Dopotutto siamo membri di una stessa umanità. Quella cultura è quella delle mutazioni, del ritmo, dell’armonia. Così una sola espressione cinese racchiude quel principio del cambiamento, lento e rapido a seconda dei casi : bian hua. E’ anche il giusto mezzo di Confucio, funambulismo nel cuore dei mutamenti dei rapporti umani e del rapporto con sé, punto assolutamente fermo in un centro idealizzato, fossilizzato.

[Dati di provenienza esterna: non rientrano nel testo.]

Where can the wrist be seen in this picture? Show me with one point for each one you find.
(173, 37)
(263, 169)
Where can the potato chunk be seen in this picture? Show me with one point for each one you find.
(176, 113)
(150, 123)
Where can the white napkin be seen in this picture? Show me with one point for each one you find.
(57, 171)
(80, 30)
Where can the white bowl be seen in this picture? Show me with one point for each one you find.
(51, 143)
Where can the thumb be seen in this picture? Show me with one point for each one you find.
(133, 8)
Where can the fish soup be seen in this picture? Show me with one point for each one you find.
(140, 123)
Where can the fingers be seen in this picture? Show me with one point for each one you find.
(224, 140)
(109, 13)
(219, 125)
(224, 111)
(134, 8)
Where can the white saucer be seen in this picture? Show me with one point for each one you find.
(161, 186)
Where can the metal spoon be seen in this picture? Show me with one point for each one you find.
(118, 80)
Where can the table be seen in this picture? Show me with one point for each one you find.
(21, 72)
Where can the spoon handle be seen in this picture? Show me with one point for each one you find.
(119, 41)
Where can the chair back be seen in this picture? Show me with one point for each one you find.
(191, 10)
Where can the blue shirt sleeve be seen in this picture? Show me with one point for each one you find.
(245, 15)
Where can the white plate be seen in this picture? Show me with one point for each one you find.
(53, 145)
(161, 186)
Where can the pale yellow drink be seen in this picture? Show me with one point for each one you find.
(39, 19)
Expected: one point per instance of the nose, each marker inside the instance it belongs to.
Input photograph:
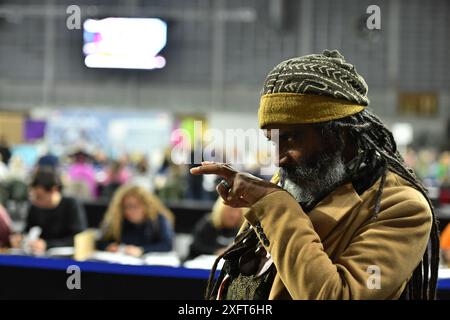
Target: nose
(283, 159)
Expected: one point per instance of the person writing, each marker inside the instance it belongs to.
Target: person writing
(59, 218)
(136, 222)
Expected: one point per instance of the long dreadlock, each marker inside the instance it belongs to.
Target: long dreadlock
(371, 134)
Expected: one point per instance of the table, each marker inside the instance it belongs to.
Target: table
(25, 277)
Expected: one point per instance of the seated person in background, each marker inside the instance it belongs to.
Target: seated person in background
(216, 231)
(137, 223)
(60, 218)
(5, 227)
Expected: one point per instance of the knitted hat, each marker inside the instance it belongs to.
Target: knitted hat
(311, 89)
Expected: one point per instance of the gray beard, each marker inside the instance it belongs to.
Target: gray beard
(307, 183)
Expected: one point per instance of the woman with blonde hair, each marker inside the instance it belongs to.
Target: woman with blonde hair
(137, 222)
(216, 231)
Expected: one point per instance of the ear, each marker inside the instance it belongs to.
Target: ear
(350, 148)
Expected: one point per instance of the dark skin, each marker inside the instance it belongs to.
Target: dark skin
(295, 142)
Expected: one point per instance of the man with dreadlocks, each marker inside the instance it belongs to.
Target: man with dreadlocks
(343, 218)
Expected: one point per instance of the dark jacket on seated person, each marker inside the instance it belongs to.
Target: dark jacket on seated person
(60, 224)
(208, 239)
(148, 235)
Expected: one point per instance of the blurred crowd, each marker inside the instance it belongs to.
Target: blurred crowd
(433, 169)
(48, 201)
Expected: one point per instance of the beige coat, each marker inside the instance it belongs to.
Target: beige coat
(335, 251)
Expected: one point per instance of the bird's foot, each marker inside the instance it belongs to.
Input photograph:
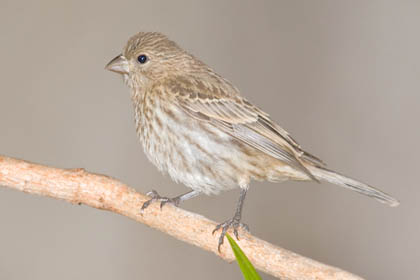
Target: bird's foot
(163, 200)
(234, 223)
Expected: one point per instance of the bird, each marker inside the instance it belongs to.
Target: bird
(196, 126)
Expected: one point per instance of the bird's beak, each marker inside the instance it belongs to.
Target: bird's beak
(119, 65)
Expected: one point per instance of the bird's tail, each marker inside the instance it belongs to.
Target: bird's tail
(343, 181)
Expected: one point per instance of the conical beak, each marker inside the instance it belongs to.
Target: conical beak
(119, 65)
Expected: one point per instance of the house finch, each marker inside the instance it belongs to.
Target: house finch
(195, 125)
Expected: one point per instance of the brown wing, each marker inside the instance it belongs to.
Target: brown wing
(236, 116)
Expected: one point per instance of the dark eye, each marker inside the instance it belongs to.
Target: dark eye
(142, 58)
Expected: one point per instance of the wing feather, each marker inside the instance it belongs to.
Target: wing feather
(239, 118)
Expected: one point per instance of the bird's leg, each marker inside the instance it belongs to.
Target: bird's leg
(163, 200)
(235, 222)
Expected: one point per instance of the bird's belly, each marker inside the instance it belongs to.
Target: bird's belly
(195, 153)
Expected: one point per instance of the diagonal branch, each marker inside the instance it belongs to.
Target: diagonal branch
(102, 192)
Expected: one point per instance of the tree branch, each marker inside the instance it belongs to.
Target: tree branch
(102, 192)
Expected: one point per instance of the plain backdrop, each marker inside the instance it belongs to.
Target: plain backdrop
(343, 77)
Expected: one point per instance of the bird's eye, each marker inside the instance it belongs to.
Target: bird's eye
(142, 58)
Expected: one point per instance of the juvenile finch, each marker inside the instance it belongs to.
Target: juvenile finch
(195, 125)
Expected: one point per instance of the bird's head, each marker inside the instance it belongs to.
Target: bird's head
(148, 57)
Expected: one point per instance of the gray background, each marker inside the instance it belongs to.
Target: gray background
(341, 76)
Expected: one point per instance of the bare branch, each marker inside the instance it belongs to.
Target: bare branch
(102, 192)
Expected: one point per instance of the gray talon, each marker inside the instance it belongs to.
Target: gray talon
(231, 223)
(154, 196)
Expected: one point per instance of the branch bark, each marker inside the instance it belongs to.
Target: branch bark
(78, 186)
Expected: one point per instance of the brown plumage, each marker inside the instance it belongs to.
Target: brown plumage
(195, 125)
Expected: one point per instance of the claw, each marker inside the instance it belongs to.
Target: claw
(231, 223)
(156, 197)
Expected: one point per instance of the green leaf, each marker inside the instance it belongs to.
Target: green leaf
(245, 265)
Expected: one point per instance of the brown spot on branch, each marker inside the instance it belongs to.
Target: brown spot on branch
(103, 192)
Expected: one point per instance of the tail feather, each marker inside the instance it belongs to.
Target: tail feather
(343, 181)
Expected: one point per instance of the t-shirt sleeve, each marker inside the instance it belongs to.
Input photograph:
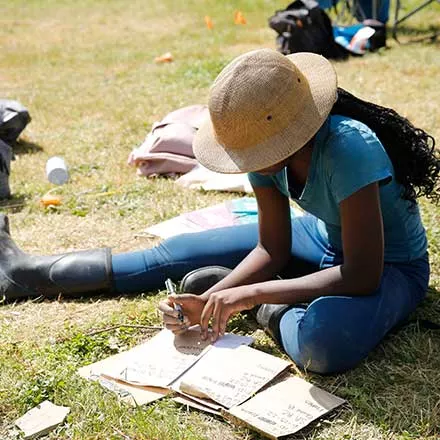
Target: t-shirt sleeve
(277, 180)
(257, 179)
(355, 159)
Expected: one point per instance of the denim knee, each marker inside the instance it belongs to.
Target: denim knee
(320, 339)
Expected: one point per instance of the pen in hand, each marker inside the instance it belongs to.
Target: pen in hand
(171, 290)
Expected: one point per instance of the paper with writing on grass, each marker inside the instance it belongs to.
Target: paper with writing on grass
(165, 357)
(196, 404)
(285, 407)
(231, 376)
(131, 394)
(160, 360)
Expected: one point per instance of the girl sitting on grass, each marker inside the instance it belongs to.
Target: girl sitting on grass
(351, 269)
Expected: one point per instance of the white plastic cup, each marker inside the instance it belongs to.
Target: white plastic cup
(56, 170)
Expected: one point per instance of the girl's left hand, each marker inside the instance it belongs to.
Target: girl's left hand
(221, 306)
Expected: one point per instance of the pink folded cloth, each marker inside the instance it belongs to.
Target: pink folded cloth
(167, 150)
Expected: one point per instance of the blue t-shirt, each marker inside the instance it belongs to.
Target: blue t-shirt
(347, 156)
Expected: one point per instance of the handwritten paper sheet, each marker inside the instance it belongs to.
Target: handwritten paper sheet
(131, 394)
(285, 408)
(165, 357)
(230, 376)
(161, 360)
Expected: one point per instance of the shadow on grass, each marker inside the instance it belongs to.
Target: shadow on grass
(396, 388)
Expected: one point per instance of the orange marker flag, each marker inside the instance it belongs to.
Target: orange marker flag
(165, 58)
(239, 18)
(208, 22)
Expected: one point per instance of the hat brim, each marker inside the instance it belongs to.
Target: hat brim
(322, 81)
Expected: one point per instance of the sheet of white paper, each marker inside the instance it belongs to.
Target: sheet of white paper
(285, 407)
(166, 357)
(135, 396)
(162, 359)
(230, 376)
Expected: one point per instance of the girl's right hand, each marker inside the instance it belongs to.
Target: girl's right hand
(192, 307)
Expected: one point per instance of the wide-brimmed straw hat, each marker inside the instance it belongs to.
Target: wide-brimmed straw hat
(264, 107)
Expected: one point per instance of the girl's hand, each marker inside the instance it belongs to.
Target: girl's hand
(221, 306)
(192, 306)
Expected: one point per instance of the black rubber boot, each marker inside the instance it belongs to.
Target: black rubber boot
(269, 317)
(200, 280)
(71, 274)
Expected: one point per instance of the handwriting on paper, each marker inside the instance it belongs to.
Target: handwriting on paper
(230, 376)
(286, 407)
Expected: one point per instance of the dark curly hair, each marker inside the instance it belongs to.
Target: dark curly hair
(411, 150)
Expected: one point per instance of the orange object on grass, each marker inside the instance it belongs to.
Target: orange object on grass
(239, 18)
(165, 58)
(50, 200)
(208, 22)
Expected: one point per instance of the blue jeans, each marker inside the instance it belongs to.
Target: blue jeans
(334, 333)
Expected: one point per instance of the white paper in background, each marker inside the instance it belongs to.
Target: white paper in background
(229, 213)
(285, 407)
(230, 376)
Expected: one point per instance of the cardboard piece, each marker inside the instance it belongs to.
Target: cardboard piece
(284, 408)
(42, 419)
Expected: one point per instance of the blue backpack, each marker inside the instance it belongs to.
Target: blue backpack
(304, 27)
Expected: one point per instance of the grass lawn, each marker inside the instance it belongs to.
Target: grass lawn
(86, 71)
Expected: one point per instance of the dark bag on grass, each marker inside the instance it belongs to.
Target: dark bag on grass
(304, 27)
(13, 120)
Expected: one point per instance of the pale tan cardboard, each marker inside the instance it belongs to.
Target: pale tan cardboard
(231, 376)
(285, 407)
(42, 419)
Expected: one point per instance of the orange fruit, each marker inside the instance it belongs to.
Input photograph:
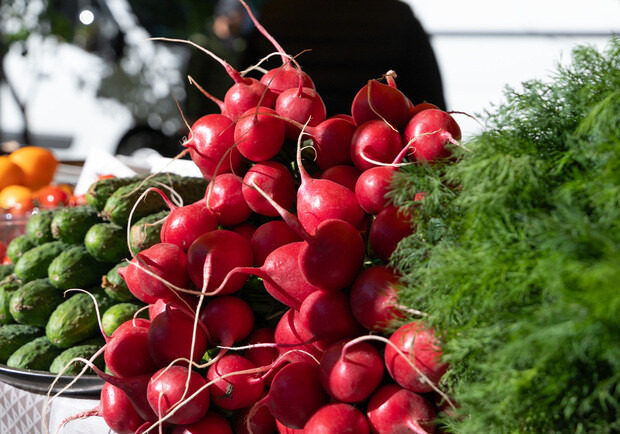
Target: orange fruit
(17, 199)
(10, 173)
(39, 165)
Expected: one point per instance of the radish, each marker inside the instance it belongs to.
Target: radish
(269, 236)
(327, 316)
(211, 257)
(343, 174)
(302, 105)
(351, 376)
(211, 146)
(394, 409)
(380, 101)
(170, 386)
(224, 197)
(174, 334)
(427, 135)
(372, 187)
(259, 134)
(337, 418)
(375, 143)
(419, 343)
(212, 423)
(275, 180)
(374, 299)
(235, 391)
(390, 226)
(295, 394)
(154, 272)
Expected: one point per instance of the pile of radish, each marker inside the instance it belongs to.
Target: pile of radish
(296, 202)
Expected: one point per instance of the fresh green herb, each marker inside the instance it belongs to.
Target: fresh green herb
(516, 256)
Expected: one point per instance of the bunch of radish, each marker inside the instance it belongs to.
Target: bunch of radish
(296, 202)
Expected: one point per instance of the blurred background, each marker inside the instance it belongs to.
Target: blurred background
(79, 75)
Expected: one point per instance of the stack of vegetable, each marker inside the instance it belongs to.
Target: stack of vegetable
(45, 321)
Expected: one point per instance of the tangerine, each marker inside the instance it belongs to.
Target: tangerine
(17, 199)
(10, 173)
(39, 165)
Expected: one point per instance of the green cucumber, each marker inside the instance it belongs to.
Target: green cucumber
(34, 263)
(76, 319)
(13, 336)
(37, 354)
(107, 242)
(64, 361)
(18, 246)
(34, 302)
(76, 268)
(70, 224)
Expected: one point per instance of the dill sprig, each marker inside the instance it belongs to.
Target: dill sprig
(516, 255)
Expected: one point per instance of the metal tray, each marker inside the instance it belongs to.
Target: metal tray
(40, 381)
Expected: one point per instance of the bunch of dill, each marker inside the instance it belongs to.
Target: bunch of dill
(516, 255)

Ancora una cosa: la parola cinese, per Cina è zhong guò. Zhong è un quadrato con una linea nel mezzo, cioè una bocca con una linea mediana. E’ anche quella l’energia, la vacuità e la pienezza nel suo interno. Un agopuntore lo comprenderà a suo modo: è un ago che penetra in un buco, perché gli aghi d’agopuntura sono dei vuoti, e intervenire in quel modo è regolarizzare. Gli osteopati anche lavorano sui vuoti, per esempio le articolazioni. Nell’ideogramma Cina troviamo quella vacuità che è qualcosa che ne nasce, che vi coesiste. I taoisti parlano  del vuoto che fiorisce, chong, aggiungendovi la chiave dell’acqua.

Infine,  l’ideogramma guò, il paese, è un quadrato che contiene tre linee e un punto. E’ l’imperatore che governa i tre livelli (cielo, uomo e terra), ma è anche l’immagine dei tre paioli  (i tre campi di cinabro del corpo) ed è ancora , la giada, che suggerisce il centro indistruttibile del cuore–mente.

Vedete che ci si può divertire. Tradizionalmente il gioco non solo è lecito, ma è incoraggiato.

Quel paese straniero e stranamente vicino è da scoprire, è l’oriente del nostro spirito, l’occidente del nostro corpo o il contrario, poco importa, poiché tutto questo è questione di parole. Percorrere la nostra geografia interna “in vivo” è dunque il solo vero viaggio che ci invitano a fare le tradizioni viventi d’oriente come d’occidente in direzione della nostra umanità vera. Vi ringrazio.